Researchers from the Instituto de Investigaciones Biomédicas "Alberto Sols" (IIBm), a joint center of the CSIC and the UAM, have published a study in the prestigious journal GUT in which they unravel the important components of the fibroinflammatory microenvironment of pancreatic cancer, the fourth leading cause of cancer-related death worldwide.
This study details the identification of lysyl oxidase-like protein 2 (LOXL2) as a key factor in the metastasis of this high-mortatility tumor. This may represent a new therapeutic approach to reduce the metastatic potential of pancreatic ductal adenocarcinoma tumor cells
This work, published in the prestigous journal GUT, has been led by Drs. Bruno Sainz Anding and Amparo Cano and carried out by the Cancer Stem Cells and Fibroinflammatory Microenvironment Group of the Instituto de Investigaciones Biomédicas "Alberto Sols" (IIBm) CSIC-UAM and the Instituto Ramón y Cajal de Investigación Sanitaria (IRYCIS). This study has been supported by the Fero Foundation, the ISCIII, the Spanish Association Against Cancer (AECC) and the group coordinated by Dr. Alfredo Carrato within the gastrointestinal tumor program of CIBERONC, in addition to an essential collaboration with the CIBERONC breast cancer program group led by Dra. Gema Moreno-Bueno, from the UAM and the MD Anderson International Foundation.

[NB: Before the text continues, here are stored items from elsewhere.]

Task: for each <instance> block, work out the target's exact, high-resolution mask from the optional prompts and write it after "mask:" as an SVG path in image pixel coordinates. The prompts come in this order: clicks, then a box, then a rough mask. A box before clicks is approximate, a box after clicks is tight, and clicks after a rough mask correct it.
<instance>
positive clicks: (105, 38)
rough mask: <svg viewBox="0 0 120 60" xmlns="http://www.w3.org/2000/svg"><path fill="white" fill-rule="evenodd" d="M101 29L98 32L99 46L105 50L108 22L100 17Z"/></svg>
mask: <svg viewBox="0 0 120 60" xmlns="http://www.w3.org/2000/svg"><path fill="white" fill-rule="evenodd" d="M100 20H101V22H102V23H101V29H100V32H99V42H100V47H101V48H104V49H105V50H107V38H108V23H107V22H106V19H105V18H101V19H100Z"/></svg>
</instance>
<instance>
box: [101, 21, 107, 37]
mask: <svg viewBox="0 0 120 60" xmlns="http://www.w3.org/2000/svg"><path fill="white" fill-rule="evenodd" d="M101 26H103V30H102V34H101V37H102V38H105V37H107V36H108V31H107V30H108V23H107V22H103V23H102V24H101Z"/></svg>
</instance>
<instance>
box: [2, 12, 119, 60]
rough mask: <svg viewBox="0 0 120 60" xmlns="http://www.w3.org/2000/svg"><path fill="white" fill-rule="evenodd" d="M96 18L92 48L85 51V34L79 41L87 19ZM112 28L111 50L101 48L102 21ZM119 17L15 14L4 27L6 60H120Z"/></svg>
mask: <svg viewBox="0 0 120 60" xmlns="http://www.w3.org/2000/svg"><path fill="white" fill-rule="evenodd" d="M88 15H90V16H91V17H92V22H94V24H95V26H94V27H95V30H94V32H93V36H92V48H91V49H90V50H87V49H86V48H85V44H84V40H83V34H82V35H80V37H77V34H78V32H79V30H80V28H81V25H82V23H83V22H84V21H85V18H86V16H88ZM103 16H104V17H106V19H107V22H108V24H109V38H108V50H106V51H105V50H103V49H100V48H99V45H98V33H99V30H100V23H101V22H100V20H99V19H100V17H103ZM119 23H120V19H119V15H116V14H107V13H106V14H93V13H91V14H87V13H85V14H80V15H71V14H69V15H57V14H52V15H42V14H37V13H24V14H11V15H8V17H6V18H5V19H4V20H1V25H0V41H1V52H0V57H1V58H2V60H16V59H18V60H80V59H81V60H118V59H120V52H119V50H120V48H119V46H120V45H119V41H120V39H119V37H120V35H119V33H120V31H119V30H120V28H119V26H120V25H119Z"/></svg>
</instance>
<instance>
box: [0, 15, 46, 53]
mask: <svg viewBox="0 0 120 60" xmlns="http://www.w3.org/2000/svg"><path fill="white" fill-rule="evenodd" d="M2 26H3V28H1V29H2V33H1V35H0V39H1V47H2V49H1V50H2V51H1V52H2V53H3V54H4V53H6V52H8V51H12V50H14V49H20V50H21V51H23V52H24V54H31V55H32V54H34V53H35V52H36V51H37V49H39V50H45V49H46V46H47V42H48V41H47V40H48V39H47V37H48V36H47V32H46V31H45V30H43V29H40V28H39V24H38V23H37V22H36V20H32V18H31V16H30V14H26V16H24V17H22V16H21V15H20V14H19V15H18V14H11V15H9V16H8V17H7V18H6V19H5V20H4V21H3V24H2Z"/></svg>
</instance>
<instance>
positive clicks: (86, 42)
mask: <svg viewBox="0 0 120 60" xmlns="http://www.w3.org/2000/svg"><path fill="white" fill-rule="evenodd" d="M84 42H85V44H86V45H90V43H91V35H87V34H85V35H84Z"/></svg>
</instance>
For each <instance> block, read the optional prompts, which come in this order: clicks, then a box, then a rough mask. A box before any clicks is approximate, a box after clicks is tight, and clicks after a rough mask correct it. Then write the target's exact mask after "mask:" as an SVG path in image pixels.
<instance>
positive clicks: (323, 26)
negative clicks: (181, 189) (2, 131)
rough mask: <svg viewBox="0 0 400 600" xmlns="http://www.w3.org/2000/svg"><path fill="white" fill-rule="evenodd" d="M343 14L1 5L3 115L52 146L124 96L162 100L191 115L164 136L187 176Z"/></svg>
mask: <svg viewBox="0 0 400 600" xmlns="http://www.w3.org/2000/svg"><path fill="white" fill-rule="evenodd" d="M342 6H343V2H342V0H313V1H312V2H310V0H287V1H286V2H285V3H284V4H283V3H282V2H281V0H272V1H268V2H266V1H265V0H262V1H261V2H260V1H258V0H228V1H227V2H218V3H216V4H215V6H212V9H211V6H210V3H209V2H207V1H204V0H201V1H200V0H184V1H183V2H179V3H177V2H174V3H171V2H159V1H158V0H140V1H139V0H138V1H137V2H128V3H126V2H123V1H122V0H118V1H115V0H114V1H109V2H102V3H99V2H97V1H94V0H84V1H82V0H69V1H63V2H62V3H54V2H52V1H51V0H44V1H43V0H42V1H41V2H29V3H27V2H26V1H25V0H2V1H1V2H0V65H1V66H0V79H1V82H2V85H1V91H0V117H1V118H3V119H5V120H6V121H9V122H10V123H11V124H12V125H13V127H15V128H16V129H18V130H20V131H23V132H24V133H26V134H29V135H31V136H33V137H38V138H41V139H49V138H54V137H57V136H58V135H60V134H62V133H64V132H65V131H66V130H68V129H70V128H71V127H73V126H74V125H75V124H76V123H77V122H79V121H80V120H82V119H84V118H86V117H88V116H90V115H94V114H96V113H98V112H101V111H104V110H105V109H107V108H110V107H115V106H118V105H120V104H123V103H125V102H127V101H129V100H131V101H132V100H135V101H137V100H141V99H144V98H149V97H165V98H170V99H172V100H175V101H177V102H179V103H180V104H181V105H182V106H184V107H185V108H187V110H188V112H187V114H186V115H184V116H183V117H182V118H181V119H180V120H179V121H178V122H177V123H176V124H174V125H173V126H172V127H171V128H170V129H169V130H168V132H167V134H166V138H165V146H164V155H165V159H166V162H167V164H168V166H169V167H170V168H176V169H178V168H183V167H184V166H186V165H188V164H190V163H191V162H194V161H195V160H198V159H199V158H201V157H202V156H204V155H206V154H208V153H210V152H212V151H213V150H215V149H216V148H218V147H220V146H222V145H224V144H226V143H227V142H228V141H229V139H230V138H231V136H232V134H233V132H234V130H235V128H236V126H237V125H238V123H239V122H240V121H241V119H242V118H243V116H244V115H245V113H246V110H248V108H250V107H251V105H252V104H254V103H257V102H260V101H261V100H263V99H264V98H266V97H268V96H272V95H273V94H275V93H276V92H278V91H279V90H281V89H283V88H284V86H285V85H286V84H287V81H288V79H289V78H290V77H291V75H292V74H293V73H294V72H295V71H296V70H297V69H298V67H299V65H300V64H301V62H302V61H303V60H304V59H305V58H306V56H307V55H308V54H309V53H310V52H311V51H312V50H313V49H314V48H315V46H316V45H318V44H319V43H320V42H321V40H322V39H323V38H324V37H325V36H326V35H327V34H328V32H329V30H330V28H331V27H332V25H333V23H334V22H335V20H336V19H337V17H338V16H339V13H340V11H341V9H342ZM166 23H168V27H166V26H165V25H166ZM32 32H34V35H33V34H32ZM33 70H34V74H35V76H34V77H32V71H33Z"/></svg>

The researchers have tried to better understand the role of the tumor microenvironment in promoting metastasis in pancreatic cancer. A hallmark of this tumor type is its collagen-rich extracellular matrix and fibrotic stroma. Several proteins secreted from tumor cells into this microenvironment play an essential role in the creation of its organized stroma. These proteins include those of the lysyl oxidase family of proteins, in particular LOXL2, which is responsible for collagen and elastin binding to the extracellular matrix and, as observed in other tumor types, is involved in eliciting certain biochemical, physical and mechanical effects capable of modulating tumor progression. In the current study, led by Marta Alonso-Nocelo and Laura Ruiz-Cañas (co-first authors), several genetically modified mouse models of pancreatic cancer were used to demonstrate in vivo, for the first time, that the loss of Loxl2 significantly reduces tumor metastasis and prolongs overall survival, whereas the opposite was observed when Loxl2 was overexpressed in mice. Furthermore, the group has demonstrated that tumor-associated macrophages are actively involved in this process and are able to promote Loxl2 expression through the secreted protein oncostatin M (OSM). Importantly, this study shows in a pioneering way that Loxl2 expression plays an important role in PDAC metastasis, and that compounds blocking Loxl2 in combination with inhibitors of TAMs or OSM-mediated signaling may represent a new therapeutic approach to reduce the metastatic potential of PDAC tumor cells.
"Understanding the fibroinflammatory microenvironment of pancreatic cancer is essential for designing new therapies for patients suffering from this devastating cancer" says Dr. Bruno Sainz Anding, and Drs. Moreno-Bueno and Cano agree, stressing that "the correct molecular characterization of pancreatic cancer will allow, in the future, to correctly classify patients and advance in the design of personalized therapies".
The project was supported by the Fero Foundation and projects from the Spanish Association Against Cancer (AECC).
Figure. Role of LOXL2 in PDAC. Tumor-infiltrating macrophages are converted to tumor-associated macrophages (TAMs) via "TAM-promoting factors" secreted by PDAC tumor cells. TAMs, in turn, secrete Oncostatin M (OSM) that binds to the OSM receptor (OSMR) activating downstream programs, including the transcription of LOXL2. LOXL2 is secreted by the tumor cells into the microenvironment facilitating collagen fiber crosslinking, resulting in an organized extracellular matrix (ECM) with increased stiffness, epithelial tension and mechanocontractility. This organized ECM facilitates communication (e.g., via exosomes) with secondary organs, promoting the formation of premetastatic niches replete with bone marrow (BM)-derived macrophages, facilitating the eventual intravasation of tumor cells and subsequent metastases. Inhibitors targeting LOXL2, TAMs and/or OSM signaling may represent a new therapeutic approach to reduce the metastatic potential of PDAC tumor cells.